Cobblestones
Cobblestones announce themselves underfoot. You feel them. They are reason enough to wear “sensible” shoes. Nothing is more no-nonsense than a cobblestone street.
We take paved sidewalks for granted. They become monotonous after a few steps. We only miss the walkway at pavement’s end in mud or worse.
Cobblestones can’t be ignored even after you get used to their nobbyness. Weathered and rough, they remind us they have been around awhile, in some cases hundreds of years, before the machine age.
Flesh-and-blood human beings gathered these stones and then carefully put them in place. You are can almost imagine cobblers cobbling them together as you walk along.
These bent-over workers clearly took pride in their work. The stones aren’t simply put down in a sterile grid. There’s a plan, a design. The patterns are mandalas for walking meditation. They are often intersecting fans that meld into each other. Some present artistic mazes. You won’t get physically lost in them, but you might be sent on a mental side trip.

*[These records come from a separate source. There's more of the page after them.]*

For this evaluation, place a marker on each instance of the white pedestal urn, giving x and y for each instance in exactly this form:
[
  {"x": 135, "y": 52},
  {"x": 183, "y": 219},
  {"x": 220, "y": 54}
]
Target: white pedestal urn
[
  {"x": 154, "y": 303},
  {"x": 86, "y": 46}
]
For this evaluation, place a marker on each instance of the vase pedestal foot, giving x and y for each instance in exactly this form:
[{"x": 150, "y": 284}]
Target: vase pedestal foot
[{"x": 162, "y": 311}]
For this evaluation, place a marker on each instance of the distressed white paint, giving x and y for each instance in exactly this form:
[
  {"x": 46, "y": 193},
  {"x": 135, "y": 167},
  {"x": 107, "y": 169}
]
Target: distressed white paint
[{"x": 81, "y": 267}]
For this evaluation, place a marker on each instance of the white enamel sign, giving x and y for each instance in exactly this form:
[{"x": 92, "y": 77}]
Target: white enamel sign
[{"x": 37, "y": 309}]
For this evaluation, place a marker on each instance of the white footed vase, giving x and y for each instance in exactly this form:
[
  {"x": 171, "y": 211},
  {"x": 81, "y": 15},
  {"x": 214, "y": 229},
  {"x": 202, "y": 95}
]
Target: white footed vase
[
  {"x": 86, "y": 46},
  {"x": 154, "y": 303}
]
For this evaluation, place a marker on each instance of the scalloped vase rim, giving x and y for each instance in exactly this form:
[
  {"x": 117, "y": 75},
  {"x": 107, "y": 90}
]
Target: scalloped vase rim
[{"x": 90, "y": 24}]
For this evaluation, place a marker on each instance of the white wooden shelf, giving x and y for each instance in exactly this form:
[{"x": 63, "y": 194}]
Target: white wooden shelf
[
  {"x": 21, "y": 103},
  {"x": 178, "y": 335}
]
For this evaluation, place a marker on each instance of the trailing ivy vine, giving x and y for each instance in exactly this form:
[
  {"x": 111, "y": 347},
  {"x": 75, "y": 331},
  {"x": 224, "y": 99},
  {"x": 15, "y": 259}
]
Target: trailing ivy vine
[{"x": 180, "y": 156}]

The workers also have created patterns using the stones’ varying hues and shapes. The streets and walkways are art. In Passau, one street was splotched with red.
Some of the more recent cobblestones, put down in the last 150 years or so, don’t fit the definition of rounded rocks. They are instead “setts,” flat-stones. Nevertheless, “cobblestone” has taken on a generic meaning that includes them.

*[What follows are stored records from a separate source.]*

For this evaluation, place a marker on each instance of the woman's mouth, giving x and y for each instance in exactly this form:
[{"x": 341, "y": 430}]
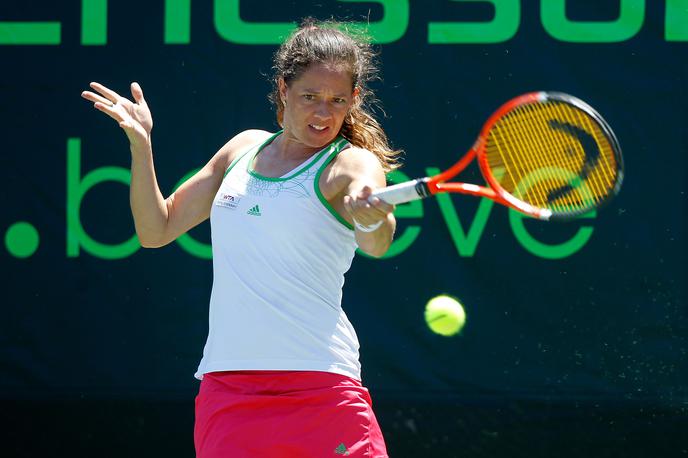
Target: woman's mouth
[{"x": 318, "y": 128}]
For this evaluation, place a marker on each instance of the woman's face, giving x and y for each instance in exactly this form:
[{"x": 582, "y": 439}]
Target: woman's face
[{"x": 316, "y": 104}]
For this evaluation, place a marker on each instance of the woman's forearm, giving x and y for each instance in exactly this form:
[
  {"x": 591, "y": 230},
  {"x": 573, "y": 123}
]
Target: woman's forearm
[{"x": 148, "y": 206}]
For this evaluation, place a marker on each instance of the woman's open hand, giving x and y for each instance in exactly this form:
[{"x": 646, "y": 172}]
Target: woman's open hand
[{"x": 133, "y": 117}]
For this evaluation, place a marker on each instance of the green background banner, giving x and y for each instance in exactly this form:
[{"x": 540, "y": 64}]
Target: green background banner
[{"x": 561, "y": 317}]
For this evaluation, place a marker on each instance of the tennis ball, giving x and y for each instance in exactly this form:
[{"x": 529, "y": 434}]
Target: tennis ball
[{"x": 444, "y": 315}]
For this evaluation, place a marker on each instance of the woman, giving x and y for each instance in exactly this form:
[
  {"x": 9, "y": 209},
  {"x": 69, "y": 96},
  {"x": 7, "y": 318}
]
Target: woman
[{"x": 280, "y": 371}]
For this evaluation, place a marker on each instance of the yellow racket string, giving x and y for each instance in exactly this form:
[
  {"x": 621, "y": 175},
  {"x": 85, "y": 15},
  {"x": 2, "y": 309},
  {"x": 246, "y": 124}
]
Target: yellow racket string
[{"x": 552, "y": 155}]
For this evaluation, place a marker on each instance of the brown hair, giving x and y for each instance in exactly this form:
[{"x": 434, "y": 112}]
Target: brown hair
[{"x": 329, "y": 42}]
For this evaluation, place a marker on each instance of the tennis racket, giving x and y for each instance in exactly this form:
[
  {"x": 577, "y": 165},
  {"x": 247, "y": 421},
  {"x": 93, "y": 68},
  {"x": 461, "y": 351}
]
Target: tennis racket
[{"x": 546, "y": 154}]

The word “cob,” at the root of "cobble," must be old because it has several wildly different meanings. Here are just a few:
n. A corncob: corn on the cob.
n. A male swan.
n. A thickset, stocky, short-legged horse.
n. A small lump or mass, as of coal.
n. A mixture of clay and straw used as a building material.
The meaning that most intrigues me as it relates to cobblestones is “corn on the cob.” Those rows of kernels are a yellow-cobblestone road on the round.
Turns out that cobblestones are making a return as tactile warnings to motorists that they are approaching pedestrian crossings. Whether intended or not, they also warn (and invite) pedestrians to watch and admire where they are going because it could be both dangerous and beautiful, two qualities often linked.